ML Pipeline Orchestration: Airflow vs Kubeflow vs Prefect for MLOps
Every production ML system needs an orchestrator — something that runs your data ingestion, feature computation, training, evaluation, and deployment steps in the right order, handles failures, and provides visibility. The three dominant options are Apache Airflow, Kubeflow Pipelines, and Prefect.

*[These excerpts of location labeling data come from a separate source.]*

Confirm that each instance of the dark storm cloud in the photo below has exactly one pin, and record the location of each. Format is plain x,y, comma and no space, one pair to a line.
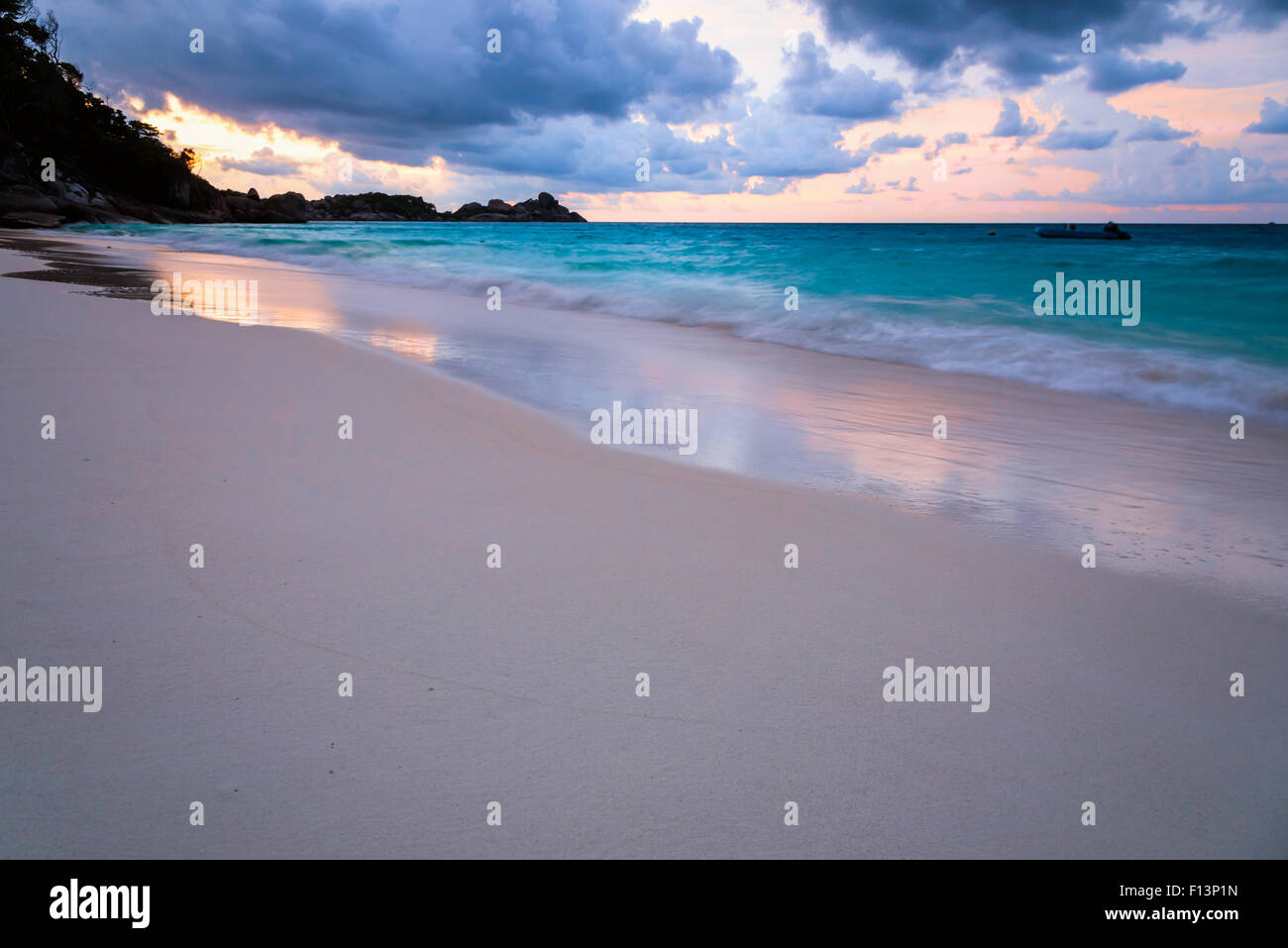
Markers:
1010,124
1026,42
389,81
1113,73
263,161
812,86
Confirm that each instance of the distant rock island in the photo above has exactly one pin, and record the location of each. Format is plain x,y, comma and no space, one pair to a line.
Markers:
25,201
67,156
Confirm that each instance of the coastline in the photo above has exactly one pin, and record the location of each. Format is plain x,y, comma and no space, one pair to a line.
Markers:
1159,491
473,685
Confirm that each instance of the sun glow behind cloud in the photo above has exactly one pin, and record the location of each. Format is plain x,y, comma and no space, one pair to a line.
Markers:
982,178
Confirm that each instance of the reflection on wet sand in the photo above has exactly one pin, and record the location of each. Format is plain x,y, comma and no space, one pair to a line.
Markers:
1154,489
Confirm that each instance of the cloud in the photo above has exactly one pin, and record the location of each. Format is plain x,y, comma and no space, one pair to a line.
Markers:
812,86
893,142
1115,73
1064,137
951,138
1274,119
262,161
1025,43
393,81
1012,125
1155,129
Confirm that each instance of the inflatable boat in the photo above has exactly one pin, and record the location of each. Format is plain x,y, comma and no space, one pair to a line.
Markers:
1109,232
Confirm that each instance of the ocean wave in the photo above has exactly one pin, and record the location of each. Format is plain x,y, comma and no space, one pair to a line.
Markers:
734,288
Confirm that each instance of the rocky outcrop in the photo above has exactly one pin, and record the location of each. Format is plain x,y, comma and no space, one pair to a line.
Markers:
542,207
27,201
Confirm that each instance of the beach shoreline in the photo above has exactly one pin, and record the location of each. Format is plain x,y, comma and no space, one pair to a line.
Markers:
519,685
1162,491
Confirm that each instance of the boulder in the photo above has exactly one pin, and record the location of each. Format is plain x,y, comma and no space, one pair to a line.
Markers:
25,197
291,207
68,191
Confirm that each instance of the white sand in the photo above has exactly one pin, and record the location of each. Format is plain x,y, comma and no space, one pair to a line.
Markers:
518,685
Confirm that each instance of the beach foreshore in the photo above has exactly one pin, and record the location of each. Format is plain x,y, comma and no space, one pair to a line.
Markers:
518,685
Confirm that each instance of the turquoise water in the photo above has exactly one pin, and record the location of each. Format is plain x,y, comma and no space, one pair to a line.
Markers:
1212,333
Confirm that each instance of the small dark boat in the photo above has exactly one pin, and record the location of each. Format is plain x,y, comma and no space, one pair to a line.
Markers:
1109,232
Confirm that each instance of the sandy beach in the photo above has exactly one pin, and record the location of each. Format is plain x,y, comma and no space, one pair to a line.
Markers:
518,685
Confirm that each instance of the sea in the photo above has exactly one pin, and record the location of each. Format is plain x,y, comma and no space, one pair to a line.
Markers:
828,355
1214,318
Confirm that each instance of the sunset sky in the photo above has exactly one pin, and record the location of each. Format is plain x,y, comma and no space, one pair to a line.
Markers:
746,110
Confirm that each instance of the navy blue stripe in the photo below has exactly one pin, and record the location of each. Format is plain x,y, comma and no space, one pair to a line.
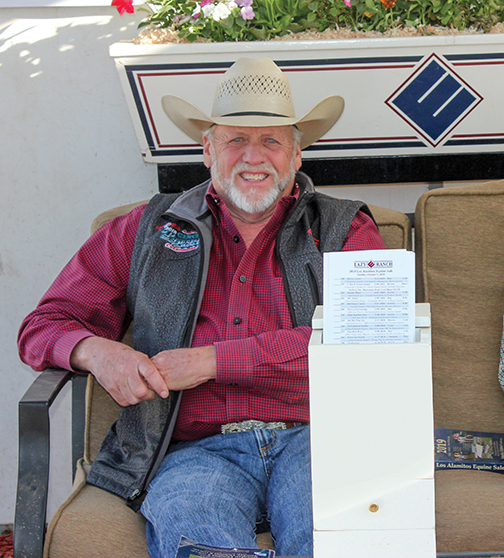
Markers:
141,113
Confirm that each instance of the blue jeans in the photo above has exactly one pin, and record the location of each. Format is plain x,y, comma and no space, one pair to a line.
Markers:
216,490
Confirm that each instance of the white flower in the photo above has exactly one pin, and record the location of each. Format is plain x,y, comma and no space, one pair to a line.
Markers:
208,9
221,12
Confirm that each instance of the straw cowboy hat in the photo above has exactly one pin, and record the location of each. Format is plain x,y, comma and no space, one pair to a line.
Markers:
254,92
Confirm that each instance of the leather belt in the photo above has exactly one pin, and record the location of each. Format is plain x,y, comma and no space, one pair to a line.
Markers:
248,425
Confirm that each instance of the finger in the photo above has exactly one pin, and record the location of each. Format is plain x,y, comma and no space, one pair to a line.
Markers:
153,378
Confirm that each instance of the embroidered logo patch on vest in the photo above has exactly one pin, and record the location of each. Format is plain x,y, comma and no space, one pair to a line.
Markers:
179,240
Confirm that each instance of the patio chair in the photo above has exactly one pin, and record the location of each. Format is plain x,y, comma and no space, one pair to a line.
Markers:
93,522
460,272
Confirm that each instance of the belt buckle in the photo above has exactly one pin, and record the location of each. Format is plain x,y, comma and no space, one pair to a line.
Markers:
249,425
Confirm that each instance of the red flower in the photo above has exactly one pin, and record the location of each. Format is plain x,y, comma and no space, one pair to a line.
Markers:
124,6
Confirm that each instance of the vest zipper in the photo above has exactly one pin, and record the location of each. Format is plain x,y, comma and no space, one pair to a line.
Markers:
186,341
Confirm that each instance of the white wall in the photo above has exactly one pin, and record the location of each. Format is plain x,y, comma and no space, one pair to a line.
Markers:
67,152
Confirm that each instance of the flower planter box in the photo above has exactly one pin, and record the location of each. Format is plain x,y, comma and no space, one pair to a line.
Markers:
416,96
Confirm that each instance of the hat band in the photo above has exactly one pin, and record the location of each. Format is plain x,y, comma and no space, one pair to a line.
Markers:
255,113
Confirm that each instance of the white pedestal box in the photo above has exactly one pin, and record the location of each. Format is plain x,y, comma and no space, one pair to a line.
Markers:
372,446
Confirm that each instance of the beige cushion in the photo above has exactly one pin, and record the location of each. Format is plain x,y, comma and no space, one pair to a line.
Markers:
460,271
93,522
394,227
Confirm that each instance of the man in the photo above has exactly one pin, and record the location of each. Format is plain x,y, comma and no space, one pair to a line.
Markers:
221,283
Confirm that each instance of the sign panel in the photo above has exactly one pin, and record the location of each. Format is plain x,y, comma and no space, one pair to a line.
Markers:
405,96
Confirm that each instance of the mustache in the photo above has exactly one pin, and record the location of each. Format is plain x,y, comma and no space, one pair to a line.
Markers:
247,167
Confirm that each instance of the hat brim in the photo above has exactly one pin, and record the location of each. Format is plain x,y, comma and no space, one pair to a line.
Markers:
314,124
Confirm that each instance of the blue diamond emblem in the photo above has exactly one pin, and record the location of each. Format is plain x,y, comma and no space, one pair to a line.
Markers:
434,100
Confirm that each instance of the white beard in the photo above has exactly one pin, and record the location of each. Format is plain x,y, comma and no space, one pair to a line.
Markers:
253,200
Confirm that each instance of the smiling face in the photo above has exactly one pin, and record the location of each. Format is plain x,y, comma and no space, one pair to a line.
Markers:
252,167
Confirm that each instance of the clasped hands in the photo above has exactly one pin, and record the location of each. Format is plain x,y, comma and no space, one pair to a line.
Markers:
130,376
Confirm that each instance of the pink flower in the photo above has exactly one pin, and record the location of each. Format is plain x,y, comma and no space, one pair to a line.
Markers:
247,12
124,6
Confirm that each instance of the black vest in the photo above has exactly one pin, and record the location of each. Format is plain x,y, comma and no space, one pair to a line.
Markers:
164,296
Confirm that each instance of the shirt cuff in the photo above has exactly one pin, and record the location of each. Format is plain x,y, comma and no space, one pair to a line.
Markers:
64,346
234,363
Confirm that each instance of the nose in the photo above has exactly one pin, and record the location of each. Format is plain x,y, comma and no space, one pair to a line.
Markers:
254,153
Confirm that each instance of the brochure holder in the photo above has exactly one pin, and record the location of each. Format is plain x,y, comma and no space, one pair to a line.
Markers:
372,446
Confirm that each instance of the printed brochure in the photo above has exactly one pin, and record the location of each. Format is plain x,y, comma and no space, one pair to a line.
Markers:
466,449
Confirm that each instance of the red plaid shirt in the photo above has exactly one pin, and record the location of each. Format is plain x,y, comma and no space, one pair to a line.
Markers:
262,362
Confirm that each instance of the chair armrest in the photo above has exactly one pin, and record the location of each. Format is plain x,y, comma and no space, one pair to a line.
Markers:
33,462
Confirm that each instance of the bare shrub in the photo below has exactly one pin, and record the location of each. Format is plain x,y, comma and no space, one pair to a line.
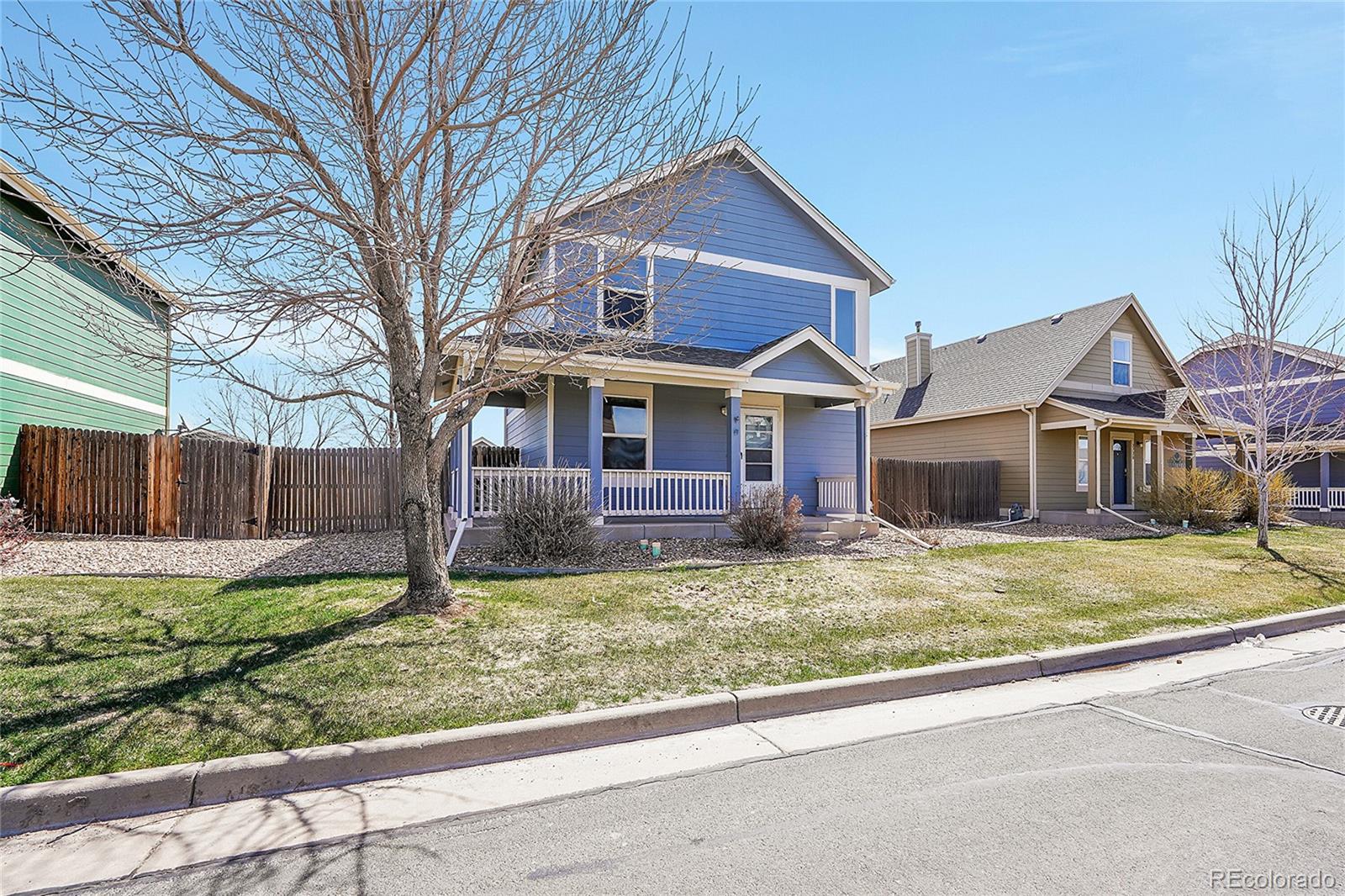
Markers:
1279,494
545,524
1207,498
763,519
13,529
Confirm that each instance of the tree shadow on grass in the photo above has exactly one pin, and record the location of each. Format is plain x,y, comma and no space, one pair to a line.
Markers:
1327,582
53,735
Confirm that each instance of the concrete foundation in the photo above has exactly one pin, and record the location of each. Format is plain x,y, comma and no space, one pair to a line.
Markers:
627,529
1084,519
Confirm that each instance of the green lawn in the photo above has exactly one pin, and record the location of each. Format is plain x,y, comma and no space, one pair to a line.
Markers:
105,674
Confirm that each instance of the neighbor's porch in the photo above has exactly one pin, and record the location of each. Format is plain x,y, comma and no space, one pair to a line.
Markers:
1087,472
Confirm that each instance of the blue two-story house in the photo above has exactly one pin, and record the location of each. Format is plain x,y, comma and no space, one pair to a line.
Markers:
752,369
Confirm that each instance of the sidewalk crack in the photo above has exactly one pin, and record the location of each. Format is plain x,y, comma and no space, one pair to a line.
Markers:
1145,721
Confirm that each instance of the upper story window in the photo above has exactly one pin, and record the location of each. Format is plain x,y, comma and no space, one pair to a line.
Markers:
625,434
1121,360
625,298
844,320
1082,463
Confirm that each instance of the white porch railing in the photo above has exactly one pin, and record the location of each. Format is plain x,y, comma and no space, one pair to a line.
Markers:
493,486
1306,499
625,493
665,493
1311,498
836,494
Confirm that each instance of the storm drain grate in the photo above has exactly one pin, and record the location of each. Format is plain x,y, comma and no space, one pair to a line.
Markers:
1327,714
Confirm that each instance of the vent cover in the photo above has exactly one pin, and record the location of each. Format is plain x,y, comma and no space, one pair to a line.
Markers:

This guide compares them with real code examples so you can make the right choice for your team.
Quick Comparison
| Feature | Airflow | Kubeflow Pipelines | Prefect | |---------|---------|-------------------|---------| | Primary use | Data engineering + ML | ML-native | General workflow | | Execution | Workers (Celery/K8s) | Kubernetes pods | Hybrid (local/cloud) | | Container isolation | KubernetesExecutor | Per-step (always) | Optional | | GPU support | Manual K8s config | Native | Manual | | ML artifact tracking | External (MLflow) | Built-in | External | | Caching | Limited | Built-in (input-based) | Task-level | | UI | Full DAG + logs | Pipeline + artifacts | Dashboard + flows | | Setup complexity | Medium-High | High (needs K8s) | Low | | Community | Massive | Large (CNCF) | Growing | | Best for | Data teams adding ML | K8s-native ML teams | Small-medium teams |
Apache Airflow for ML
Airflow is the industry standard for data pipeline orchestration. While not ML-specific, it's widely used for ML workflows thanks to its maturity and ecosystem.
ML Training DAG
from airflow import DAG
from airflow.operators.python import PythonOperator
from airflow.providers.cncf.kubernetes.operators.pod import KubernetesPodOperator
from airflow.utils.dates import days_ago
from datetime import timedelta
default_args = {
"owner": "ml-team",
"depends_on_past": False,
"email_on_failure": True,
"email": ["ml-alerts@company.com"],
"retries": 2,
"retry_delay": timedelta(minutes=5),
}
with DAG(
dag_id="ml_training_pipeline",
default_args=default_args,
description="Nightly model retraining pipeline",
schedule_interval="0 2 * * *", # 2 AM daily
start_date=days_ago(1),
catchup=False,
tags=["ml", "training"],
) as dag:
validate_data = KubernetesPodOperator(
task_id="validate_data",
name="data-validation",
image="registry.company.com/ml/data-validator:latest",
cmds=["python", "validate.py"],
arguments=["--source", "s3://data/latest/", "--schema", "configs/schema.yaml"],
namespace="ml-pipelines",
get_logs=True,
)
compute_features = KubernetesPodOperator(
task_id="compute_features",
name="feature-engineering",
image="registry.company.com/ml/feature-engine:latest",
cmds=["python", "compute_features.py"],
arguments=["--input", "s3://data/latest/", "--output", "s3://features/latest/"],
namespace="ml-pipelines",
resources={
"request_memory": "4Gi",
"request_cpu": "2",
},
)
train_model = KubernetesPodOperator(
task_id="train_model",
name="model-training",
image="registry.company.com/ml/trainer:latest",
cmds=["python", "train.py"],
arguments=["--features", "s3://features/latest/", "--experiment", "nightly"],
namespace="ml-pipelines",
resources={
"request_memory": "8Gi",
"request_cpu": "4",
"limit_gpu": "1",
},
node_selector={"gpu": "true"},
)
evaluate_model = KubernetesPodOperator(
task_id="evaluate_model",
name="model-evaluation",
image="registry.company.com/ml/evaluator:latest",
cmds=["python", "evaluate.py"],
namespace="ml-pipelines",
)
def check_quality_gate(**context):
"""Check if model passed quality gates."""
ti = context["ti"]
eval_result = ti.xcom_pull(task_ids="evaluate_model")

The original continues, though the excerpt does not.